In total, I spent nearly thirty years in Colorado, working across three industries: Mining and Metals, Forestry, and Oil and gas. The first and last ten years involved working on a career in process development and refinement as a project manager, and for almost ten years in-between, I owned and operated a forest restoration company which took logging to a much more refined level where we were far more ecologically advanced and our highly selective thinning work was designed to take ponderosa pine forests and restore them, mechanically, to pre-settlement times. This required tremendous physical work and I all but destroyed my lumbar spine in just that one decade. Sports like mountain bike racing and motocross were also taking their toll.
One final move for a job took me to Pennsylvania for my first back surgery and subsequent retirement. My ten years younger wife wasn’t yet close to retiring and landed an engineering job in Houston followed by another in San Antonio, not far from where we live today in rural central Texas where we have a wonderful but demanding country home on some property.
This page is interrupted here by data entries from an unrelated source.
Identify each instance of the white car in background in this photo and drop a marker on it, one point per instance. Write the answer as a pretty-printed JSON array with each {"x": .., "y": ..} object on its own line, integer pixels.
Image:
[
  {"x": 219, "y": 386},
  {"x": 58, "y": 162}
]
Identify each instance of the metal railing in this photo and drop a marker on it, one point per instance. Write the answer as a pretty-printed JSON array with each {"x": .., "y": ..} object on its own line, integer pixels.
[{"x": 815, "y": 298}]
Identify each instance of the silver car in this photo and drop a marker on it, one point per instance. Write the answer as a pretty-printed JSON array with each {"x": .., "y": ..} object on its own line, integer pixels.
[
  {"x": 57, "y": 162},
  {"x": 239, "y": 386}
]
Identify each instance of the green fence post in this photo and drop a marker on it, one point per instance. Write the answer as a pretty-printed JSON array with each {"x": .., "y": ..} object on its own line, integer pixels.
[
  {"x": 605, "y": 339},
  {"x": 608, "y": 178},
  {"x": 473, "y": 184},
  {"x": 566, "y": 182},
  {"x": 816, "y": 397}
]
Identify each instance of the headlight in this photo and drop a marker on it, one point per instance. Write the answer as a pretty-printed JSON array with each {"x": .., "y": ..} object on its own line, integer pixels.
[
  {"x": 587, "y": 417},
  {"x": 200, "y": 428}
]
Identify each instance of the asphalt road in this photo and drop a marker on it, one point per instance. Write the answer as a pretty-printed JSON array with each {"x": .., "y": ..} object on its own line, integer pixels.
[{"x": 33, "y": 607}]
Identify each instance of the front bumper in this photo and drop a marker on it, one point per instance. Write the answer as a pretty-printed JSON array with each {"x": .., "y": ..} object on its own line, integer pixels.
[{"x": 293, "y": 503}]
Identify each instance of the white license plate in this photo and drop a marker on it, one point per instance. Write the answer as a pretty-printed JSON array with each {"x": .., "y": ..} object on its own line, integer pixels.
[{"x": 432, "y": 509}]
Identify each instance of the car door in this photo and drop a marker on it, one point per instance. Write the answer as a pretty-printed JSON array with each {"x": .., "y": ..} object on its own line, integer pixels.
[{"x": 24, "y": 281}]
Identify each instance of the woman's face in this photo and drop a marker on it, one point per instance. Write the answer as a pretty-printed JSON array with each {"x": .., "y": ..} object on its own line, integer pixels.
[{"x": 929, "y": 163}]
My last hunting trip to Southwest Colorado and my old hunting grounds came just seven months after a major spinal fusion surgery in late 2012. I recovered from the surgery and trained my butt off before the trip, wherein I decided to bring my Australian Kelpie (my then six year old daughter named her Kelpy which I thought was clever, so it stuck). Aussie kelpies are well known in Australia for their sheep and cattle herding capabilities which include toughness, endurance, and intelligence. When I was with Kelpy, I never felt alone. As a trip companion, there’s no one I’d rather have as my copilot. She was (RIP, 2020) a marvel to watch, her movements, quick but smooth as if planned. On my property in Southwest Colorado, she kept the prairie dog and jackrabbit populations in check. As we were waving goodbye to my lovely wife and other beloved dog, Sage, I knew we were in for the trip of a lifetime. For good measure, I’d racked my mountain bike and packed my flyfishing and running gear. I would need to run Kelpy for six or seven miles every morning before I could hunt for the day, traveling miles and often not getting back to camp until well after dark, between nine and ten. Including our runs, I would cover up to twenty miles in a day and probably averaged sixteen with a 30 pound pack strapped over my shoulders. Kelpy would dutifully lord over the truck and camp, often waiting ten or more hours for me to get back.
A run in the sage
It was archery elk season and we were camped at 9,800 feet for the bulk of September. Years ago, I found that a surplus military M-105A trailer suited my lifestyle and was the ideal setup to haul my MX bikes around from track to track, and to camp out of on prolonged mountain biking and hunting trips. This one was my second and was brand new off the Air Force Base in Ogden, Utah. It was painted alpine forest green, brown, and black camo and had a matching heavy duty tarpaulin cover making it all but water and snow proof in the heaviest of weather. I’d done some work on it to ride level behind my truck and I installed a variety of hitch that lent itself well to off-roading. This meant that I could select places to camp well off the Forest Service roads and back it into the dark timber where no one could find it without proper instructions.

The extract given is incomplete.